Qualora contrattualmente siano previste clausole miranti a frazionare il rischio d’insolvenza tra il cedente e il cessionario, con la previsione di un incremento o di un decremento dell’importo ricevuto dal cedente in relazione al mancato incasso, entro le scadenze previste, di parte dei crediti ceduti, si dovrà mettere in evidenza nei conti d’ordine l’ammontare degli eventuali rischi, fornendo, ove necessario, ulteriori informazioni in nota integrativa.

Alle cessioni ancorché qualificate pro soluto, che prevedono la possibilità di un’azione di regresso, qualora il «factor» non incassi dal debitore l’importo del credito ceduto alla scadenza prevista, si applica la metodologia di contabilizzazione delle cessioni pro solvendo.

D.VII.b) Crediti ceduti con azione di regresso (pro solvendo) – I crediti ceduti con azione di regresso (pro solvendo) vanno normalmente rimossi dallo stato patrimoniale e sostituiti con l’ammontare dell’anticipazione ricevuta e col credito nei confronti del «factor» per la differenza tra il valore nominale del credito ceduto e l’anticipazione ricevuta (quest’ ultimo ammontare sarà restituito dal «factor» al cedente al momento dell’incasso dal debitore ceduto), mettendo in evidenza l’ammontare del rischio di regresso nei conti d’ordine, fornendo ove necessario, ulteriori informazioni nella nota integrativa e iscrivendo l’eventuale fondo rischi nel passivo di stato patrimoniale. Le commissioni passive che il cedente riconosce al «factor» andranno imputate a conto economico.
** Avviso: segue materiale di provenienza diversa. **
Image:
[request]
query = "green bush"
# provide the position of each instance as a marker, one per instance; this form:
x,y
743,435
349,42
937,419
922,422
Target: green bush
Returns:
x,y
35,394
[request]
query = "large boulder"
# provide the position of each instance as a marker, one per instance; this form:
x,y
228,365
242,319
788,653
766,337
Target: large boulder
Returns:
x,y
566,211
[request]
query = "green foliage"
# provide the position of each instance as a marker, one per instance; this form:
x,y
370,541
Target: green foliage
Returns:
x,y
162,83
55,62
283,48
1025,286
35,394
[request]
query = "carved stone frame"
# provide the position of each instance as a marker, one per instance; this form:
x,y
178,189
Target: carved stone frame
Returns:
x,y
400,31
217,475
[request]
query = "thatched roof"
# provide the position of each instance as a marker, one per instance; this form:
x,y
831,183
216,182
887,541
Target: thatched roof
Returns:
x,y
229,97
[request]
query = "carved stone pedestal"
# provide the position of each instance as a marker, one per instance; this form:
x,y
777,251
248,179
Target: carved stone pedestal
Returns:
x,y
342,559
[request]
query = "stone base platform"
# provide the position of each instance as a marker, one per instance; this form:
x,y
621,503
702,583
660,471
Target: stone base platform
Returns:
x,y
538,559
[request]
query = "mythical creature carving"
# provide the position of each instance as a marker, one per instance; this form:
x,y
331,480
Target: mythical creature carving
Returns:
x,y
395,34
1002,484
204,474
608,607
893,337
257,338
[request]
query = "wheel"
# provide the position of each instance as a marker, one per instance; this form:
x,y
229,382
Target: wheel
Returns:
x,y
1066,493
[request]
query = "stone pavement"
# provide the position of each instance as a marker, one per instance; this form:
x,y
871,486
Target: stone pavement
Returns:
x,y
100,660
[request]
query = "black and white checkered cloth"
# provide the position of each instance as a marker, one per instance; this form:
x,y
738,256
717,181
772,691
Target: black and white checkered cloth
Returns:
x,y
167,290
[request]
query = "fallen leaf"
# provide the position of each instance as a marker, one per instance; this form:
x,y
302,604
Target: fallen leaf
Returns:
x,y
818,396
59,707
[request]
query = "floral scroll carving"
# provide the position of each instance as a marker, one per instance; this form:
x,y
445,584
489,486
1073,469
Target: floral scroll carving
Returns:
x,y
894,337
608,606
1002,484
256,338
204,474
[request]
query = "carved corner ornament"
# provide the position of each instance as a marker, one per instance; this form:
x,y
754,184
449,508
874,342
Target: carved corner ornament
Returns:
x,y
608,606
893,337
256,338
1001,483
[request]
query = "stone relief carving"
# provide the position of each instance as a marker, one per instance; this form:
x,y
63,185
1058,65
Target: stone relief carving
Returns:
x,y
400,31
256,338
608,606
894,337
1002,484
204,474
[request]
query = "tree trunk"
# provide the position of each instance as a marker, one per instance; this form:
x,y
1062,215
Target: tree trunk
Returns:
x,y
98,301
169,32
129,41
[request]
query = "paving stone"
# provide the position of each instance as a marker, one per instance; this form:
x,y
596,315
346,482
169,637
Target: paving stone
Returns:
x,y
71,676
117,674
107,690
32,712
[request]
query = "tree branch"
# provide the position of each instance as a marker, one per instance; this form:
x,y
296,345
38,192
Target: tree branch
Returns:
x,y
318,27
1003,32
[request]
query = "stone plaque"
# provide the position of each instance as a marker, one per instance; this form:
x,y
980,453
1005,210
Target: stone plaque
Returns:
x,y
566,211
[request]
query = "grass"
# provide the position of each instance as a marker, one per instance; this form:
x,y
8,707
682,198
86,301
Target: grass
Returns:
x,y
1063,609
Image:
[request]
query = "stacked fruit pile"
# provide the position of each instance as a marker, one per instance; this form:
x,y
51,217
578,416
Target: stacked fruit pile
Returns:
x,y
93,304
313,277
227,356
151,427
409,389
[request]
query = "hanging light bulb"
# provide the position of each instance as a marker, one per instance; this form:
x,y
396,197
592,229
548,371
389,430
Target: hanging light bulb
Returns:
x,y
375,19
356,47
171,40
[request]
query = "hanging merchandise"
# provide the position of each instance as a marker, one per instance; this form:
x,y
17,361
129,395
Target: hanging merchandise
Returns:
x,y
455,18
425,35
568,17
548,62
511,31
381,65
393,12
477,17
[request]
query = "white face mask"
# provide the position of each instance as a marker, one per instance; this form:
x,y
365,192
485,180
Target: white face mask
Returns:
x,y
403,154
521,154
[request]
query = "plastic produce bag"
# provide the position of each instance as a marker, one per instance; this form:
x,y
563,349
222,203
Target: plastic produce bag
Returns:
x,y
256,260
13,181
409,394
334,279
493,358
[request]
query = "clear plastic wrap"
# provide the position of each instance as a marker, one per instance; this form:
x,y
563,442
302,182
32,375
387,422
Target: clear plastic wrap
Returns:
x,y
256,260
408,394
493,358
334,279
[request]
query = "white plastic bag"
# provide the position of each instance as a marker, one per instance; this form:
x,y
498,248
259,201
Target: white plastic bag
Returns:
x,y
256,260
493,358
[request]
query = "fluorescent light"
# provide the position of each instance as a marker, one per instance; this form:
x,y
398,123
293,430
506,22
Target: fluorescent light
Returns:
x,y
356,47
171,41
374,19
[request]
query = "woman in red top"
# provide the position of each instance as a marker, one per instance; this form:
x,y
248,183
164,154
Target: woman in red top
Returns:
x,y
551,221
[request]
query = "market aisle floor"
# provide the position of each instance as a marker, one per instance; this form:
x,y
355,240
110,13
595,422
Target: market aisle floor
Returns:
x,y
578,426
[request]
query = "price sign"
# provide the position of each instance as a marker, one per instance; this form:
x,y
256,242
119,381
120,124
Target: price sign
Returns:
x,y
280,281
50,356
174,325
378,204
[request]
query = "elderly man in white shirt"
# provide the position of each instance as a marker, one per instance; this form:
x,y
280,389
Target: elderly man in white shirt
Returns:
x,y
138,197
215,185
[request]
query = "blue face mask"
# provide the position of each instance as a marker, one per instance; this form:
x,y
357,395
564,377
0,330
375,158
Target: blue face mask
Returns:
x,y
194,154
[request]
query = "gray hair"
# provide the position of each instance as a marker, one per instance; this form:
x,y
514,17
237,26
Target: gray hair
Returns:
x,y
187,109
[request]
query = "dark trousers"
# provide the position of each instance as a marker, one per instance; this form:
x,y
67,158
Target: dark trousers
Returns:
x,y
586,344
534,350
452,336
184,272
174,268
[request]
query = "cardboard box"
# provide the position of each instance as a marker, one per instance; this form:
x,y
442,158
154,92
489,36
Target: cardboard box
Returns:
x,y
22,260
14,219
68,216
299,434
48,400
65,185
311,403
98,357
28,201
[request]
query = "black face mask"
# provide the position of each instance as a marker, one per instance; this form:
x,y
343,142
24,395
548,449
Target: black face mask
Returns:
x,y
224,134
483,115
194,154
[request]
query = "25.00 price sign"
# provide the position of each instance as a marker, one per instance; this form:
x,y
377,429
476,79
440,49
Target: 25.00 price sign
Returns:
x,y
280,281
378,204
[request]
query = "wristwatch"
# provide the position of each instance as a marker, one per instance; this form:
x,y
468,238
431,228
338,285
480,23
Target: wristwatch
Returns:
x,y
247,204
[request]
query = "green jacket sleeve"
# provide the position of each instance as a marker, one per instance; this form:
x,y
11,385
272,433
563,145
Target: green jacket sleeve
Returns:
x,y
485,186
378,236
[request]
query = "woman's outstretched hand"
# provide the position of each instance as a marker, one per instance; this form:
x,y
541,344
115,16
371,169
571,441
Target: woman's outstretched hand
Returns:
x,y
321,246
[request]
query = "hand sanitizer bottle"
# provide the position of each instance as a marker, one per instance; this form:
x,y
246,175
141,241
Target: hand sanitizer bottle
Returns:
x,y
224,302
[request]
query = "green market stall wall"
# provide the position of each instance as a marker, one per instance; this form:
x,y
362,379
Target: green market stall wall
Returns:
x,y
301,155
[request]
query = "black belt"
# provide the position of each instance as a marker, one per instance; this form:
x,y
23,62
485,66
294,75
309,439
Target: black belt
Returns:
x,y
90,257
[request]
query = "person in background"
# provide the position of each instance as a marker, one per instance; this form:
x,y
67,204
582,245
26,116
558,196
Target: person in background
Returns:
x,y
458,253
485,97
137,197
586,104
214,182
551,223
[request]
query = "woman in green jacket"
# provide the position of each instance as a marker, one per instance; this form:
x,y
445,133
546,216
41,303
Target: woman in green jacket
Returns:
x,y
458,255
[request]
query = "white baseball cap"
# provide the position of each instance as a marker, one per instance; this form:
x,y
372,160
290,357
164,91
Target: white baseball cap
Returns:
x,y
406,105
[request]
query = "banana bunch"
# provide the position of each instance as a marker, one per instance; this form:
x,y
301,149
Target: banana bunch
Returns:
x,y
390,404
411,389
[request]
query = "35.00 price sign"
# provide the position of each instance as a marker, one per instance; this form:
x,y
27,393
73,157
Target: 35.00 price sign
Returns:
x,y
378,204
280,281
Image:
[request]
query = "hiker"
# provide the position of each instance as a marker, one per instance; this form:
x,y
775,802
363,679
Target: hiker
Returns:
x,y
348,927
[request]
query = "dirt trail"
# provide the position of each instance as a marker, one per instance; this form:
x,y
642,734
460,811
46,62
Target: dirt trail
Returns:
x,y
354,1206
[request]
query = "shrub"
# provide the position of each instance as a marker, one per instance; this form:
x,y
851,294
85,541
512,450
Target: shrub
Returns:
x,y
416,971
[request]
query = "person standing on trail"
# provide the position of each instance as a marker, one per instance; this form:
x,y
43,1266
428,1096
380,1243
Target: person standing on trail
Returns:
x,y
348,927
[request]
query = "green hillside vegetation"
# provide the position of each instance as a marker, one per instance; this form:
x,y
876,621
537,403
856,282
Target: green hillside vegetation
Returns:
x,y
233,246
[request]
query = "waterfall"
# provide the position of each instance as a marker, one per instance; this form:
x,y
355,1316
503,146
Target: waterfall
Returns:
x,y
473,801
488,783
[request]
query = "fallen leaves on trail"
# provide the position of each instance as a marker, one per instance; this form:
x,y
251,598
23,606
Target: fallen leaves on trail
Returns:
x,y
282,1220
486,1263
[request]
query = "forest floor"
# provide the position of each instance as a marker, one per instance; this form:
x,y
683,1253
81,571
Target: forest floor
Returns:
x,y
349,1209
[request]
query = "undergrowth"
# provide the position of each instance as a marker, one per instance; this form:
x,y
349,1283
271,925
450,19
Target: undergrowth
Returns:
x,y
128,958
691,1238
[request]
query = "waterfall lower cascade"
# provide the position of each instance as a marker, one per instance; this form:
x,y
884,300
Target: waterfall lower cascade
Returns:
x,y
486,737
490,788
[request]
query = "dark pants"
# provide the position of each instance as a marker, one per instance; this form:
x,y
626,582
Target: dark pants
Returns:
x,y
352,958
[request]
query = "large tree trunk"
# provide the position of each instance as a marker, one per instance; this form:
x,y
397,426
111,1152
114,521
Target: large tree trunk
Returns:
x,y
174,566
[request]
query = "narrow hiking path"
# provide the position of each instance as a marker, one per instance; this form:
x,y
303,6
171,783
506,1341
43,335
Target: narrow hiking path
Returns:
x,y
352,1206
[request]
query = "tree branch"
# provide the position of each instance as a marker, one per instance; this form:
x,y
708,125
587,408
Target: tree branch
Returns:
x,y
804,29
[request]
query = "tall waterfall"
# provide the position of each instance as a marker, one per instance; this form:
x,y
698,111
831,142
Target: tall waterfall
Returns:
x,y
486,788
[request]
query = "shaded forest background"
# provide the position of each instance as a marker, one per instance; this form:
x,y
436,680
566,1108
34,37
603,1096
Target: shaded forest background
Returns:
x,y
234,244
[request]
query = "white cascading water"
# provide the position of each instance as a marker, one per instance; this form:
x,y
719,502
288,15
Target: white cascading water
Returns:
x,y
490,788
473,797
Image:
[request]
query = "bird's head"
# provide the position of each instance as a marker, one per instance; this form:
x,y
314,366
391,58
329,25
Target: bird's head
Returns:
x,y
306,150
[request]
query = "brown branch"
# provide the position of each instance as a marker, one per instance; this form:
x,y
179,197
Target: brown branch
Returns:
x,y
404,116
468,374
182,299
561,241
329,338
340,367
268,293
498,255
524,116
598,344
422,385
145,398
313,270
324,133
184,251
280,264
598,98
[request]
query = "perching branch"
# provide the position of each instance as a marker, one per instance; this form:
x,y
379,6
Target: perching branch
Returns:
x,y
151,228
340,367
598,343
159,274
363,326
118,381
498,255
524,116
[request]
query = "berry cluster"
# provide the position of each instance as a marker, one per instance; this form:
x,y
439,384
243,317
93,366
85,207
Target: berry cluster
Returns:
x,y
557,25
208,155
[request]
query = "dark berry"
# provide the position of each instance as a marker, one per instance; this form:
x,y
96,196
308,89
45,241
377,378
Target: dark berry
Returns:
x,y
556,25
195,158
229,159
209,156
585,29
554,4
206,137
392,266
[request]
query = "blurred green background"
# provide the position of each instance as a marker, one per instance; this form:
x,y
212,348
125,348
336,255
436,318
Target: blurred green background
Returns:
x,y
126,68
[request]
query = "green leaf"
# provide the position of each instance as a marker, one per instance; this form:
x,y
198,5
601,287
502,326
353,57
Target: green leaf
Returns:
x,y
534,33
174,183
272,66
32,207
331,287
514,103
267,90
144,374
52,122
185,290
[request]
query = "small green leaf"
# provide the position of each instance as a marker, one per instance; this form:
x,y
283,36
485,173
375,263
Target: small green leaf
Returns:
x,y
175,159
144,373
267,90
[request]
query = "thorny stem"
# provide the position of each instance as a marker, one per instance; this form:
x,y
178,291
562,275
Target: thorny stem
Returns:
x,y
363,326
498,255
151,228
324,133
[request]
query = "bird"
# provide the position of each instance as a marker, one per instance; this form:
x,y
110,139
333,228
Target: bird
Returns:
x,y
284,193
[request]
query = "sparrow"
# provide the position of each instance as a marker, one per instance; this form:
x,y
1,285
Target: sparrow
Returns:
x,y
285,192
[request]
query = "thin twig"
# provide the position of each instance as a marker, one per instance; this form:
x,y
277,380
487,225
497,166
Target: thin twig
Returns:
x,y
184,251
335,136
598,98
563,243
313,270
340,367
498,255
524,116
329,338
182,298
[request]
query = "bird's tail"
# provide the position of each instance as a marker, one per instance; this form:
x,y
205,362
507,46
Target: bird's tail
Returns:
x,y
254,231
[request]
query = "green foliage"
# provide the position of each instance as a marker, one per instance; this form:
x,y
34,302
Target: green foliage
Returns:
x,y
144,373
Alternativamente è consentito considerare i crediti come dati in garanzia a fronte dei prestiti ricevuti e pertanto mantenere in bilancio tali crediti, iscrivendo nelle apposite voci dell’attivo di stato patrimoniale l’ammontare dell’anticipazione ricevuta (al netto delle commissioni) e nel passivo il debito verso il «factor» per uguale ammontare, mettendo inoltre in evidenza nella nota integrativa l’importo nominale dei crediti ceduti.

Gli interessi dovuti al «factor» sugli ammontari anticipati vanno imputati a conto economico nel rispetto del principio della competenza.

D.VII.c) Mandato all’incasso – Qualora il «factor» curi semplicemente la riscossione del credito impegnandosi a versare al cedente l’ammontare dei crediti ceduti alla scadenza degli stessi, tali crediti sono mantenuti nell’attivo dello stato patrimoniale del cedente; le commissioni passive che il cedente riconosce al «factor» andranno imputate a conto economico.

D.VII.d) Cessione di crediti futuri – Le operazioni di cessione al «factor» possono riguardare anche crediti che sorgeranno in futuro in dipendenza di un rapporto già esistente (come un contratto di somministrazione) o in seguito alla stipulazione di contratti, in tal caso nei conti d’ordine si dovranno mettere in evidenza gli impegni assunti.

Le anticipazioni eventualmente erogate dal «factor» vanno iscritte nell’appropriata voce dell’attivo di stato patrimoniale avendo come contropartita il debito verso il «factor».

D.VIII. CAMBIAMENTO SOSTANZIALE DEI TERMINI DI PAGAMENTO

Se un credito incassabile entro un anno viene trasformato in un credito a lungo termine [9-10], la differenza tra il valore del credito iscritto in bilancio ed il valore attuale dei futuri pagamenti da ricevere secondo i nuovi accordi va riconosciuta come perdita. Il tasso d’interesse da utilizzare è il tasso d’interesse solitamente utilizzato per l’attualizzazione di tali crediti a lungo termine al momento del cambiamento. Il credito deve essere evidenziato nello stato patrimoniale tra le Immobilizzazioni Finanziarie (voce B.III.2).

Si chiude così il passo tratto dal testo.